Principle:Huggingface Optimum Parallel Axis Solving
Overview
Algorithm for automatically determining which tensor dimensions can be partitioned across GPUs by analyzing data flow through the computation graph.
Description
The parallel axis solver analyzes the model's FX computation graph to determine, for each tensor operation, which axis (if any) can be split across tensor-parallel ranks. It operates in three phases:
- Decomposition: High-level operations are decomposed into ATen primitives via
decompose_and_functionalize, providing a uniform representation for analysis. Operations likeF.scaled_dot_product_attentionandF.cross_entropyare preserved as leaf functions. - Forward propagation: Parallel axis information is propagated forward through the graph using operation-specific rules from the op_registry. Each ATen operator defines how parallel axes transform through it (e.g., for matrix multiplication, the output parallel axis depends on which input dimension is partitioned).

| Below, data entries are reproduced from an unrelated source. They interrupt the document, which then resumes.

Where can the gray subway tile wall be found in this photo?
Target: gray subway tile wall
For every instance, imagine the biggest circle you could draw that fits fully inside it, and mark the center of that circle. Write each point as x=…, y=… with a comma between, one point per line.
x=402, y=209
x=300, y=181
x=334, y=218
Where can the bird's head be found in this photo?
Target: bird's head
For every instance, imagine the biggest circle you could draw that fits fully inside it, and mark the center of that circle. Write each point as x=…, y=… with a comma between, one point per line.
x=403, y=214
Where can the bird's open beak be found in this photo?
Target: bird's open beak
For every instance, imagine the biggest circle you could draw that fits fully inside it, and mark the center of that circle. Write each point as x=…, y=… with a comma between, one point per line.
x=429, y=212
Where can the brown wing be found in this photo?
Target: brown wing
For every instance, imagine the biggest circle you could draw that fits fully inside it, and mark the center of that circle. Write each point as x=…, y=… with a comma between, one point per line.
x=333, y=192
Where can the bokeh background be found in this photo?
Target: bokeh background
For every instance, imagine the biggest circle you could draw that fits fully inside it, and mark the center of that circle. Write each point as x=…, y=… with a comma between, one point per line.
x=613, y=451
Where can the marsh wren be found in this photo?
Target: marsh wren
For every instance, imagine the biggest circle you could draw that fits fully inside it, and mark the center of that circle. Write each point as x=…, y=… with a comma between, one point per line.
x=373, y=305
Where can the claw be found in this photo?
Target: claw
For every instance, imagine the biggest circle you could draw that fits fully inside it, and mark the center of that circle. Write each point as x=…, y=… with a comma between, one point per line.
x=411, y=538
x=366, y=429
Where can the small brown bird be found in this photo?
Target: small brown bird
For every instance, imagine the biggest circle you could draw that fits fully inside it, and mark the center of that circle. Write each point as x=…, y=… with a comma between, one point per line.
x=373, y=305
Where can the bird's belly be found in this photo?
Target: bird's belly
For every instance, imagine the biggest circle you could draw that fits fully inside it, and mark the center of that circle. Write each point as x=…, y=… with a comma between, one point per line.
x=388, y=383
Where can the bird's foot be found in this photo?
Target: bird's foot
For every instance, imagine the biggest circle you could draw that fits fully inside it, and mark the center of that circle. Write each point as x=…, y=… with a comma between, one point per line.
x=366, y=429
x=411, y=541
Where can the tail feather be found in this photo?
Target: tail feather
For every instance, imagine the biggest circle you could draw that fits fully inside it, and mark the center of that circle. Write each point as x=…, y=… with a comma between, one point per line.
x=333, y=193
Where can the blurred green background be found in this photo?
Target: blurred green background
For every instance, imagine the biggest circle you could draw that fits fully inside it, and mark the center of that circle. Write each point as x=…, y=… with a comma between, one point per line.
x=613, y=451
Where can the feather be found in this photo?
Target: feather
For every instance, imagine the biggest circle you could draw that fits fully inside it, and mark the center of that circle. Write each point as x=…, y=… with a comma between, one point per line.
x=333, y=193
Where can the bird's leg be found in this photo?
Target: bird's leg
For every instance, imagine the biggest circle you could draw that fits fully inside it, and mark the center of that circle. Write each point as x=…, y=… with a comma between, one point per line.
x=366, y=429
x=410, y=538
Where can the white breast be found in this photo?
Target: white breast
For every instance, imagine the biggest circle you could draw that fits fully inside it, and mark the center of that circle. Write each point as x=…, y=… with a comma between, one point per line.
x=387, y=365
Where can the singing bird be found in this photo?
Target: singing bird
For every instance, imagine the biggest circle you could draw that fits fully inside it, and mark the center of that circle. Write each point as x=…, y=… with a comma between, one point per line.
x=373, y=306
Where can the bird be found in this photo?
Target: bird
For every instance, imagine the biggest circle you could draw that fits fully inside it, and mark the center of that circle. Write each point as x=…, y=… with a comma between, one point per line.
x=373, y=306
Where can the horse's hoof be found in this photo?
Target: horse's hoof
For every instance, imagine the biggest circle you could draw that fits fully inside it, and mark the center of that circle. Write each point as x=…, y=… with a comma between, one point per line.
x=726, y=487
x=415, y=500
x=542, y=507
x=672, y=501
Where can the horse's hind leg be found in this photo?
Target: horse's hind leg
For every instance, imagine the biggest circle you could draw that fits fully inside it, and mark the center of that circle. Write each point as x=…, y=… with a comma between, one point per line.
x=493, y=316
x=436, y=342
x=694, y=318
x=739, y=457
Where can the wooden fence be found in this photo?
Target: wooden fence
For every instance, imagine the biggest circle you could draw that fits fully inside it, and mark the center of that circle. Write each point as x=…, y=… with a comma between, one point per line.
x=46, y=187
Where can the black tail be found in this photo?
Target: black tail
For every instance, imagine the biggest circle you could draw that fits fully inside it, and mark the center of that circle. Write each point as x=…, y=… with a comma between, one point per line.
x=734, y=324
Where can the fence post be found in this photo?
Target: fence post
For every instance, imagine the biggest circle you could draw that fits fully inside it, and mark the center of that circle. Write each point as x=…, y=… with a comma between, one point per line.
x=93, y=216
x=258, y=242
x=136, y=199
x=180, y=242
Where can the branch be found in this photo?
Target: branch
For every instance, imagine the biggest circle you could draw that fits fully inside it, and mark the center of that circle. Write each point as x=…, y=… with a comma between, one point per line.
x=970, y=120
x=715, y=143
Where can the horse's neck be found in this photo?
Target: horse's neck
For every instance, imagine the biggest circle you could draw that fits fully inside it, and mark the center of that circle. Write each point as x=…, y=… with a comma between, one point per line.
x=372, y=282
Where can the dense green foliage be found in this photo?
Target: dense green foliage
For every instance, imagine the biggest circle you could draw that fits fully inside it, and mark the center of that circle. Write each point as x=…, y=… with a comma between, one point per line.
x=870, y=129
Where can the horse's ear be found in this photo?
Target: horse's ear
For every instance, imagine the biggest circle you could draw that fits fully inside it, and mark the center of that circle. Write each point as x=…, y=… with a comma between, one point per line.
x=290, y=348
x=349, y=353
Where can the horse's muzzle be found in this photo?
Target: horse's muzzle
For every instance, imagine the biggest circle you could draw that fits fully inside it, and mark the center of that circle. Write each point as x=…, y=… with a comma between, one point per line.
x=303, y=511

- Backtracking: When conflicts arise (an operation receives inputs with incompatible parallel axis assignments), the solver backtracks to find a globally consistent assignment.
Usage
Use as the first pass in the parallelization pipeline, after FX tracing. The solver annotates each node in the FX graph with its parallel axis assignment, which is consumed by the subsequent ParallelLayerAnnotatePass.
Theoretical Basis
Constraint propagation on a dataflow graph. Each ATen operator defines rules for how parallel axes propagate through it. The solver treats this as a constraint satisfaction problem, using forward propagation with backtracking when contradictions arise.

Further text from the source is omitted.